Stories Continue: Seahenge, flints, and beyond (Xu Zecheng, China, ITP 2024)
Written by Xu Zecheng, Cultural Exchange Officer, Shanghai Museum (China, ITP 2024)
Norwich mornings are crisp, like freshly fried chips. We started our second day with a visit to King’s Lynn, a quiet, historic town in West Norfolk. Once a bustling port, the town now whispers its maritime heyday and tales of sailors and merchants through quaint buildings, where the mineral scent of sun-baked stones mingles with a faint salty hint from the sea. We wandered through the cobbled lanes to explore the Seahenge exhibit at the Lynn Museum, alongside its delightful Frederick Savage collection and West Norfolk displays.

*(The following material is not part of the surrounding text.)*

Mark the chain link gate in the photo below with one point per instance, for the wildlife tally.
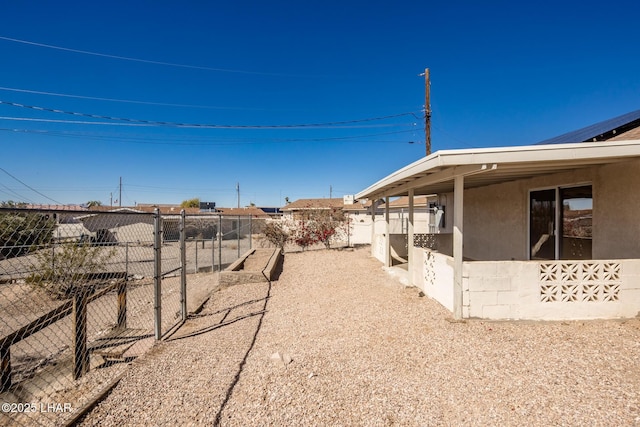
(83, 291)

I found myself touching flints – a lot of flints – in Norfolk. From checkerboard buildings to the Lynn Museum’s collection, these stones never speak out loud with their unassuming yet glossy existence. Like the Seahenge timbers, the flints have accidentally witnessed and become part of humanity’s instinctual pursuit of permanence while navigating the material world. I wondered if the Neolithic blade I held could distinguish its creator’s grasp from mine, or if both of us were too fleeting for it to even notice.

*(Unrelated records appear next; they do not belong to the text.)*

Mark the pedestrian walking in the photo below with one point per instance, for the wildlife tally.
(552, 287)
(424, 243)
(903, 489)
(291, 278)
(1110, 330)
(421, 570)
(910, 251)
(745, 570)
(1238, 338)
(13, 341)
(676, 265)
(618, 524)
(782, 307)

Humans are transient, but our stories with objects endure, brought to life by the passion and dedication of those who preserve and share them. I met such people – a lot of people – in a ‘radical’ art center challenging museum conventions, a workhouse with enthusiastic pensioner volunteers and sturdy Suffolk horses on its farm, a quiet guildhall poised for its transformation into a creativity hub, and a narrowly surviving old theatre where Shakespeare’s feet might have trod. Despite challenges of economic constraints, political climates, and geographical limitations, these ‘star throwers’ are creating new chapters in their own ways – whether by innovating future missions, engaging locals and students, documenting a transcription, or collecting Wrigley’s boxes.
A chance encounter with former British Museum director Robert Anderson that day added another layer to the experience. As he walked through his curated King’s Lynn Festival exhibition to greet us, supported by a walking stick, I felt woven into an impalpable fabric of shared stories. Museums, history, art, and culture are our attempts to find meaning amidst the randomness and uncertainty of existence. And this is also what the ITP journey and the placements offer – an enduring impulse to create and connect. Whether ten days, six weeks, or a lifetime, we experience the world, share our stories, and leave our mark. We see, meet, collide, include, depart. Stories happen – then told, forgotten, celebrated, or concealed.
It was – and is and will be – very nice to see you again.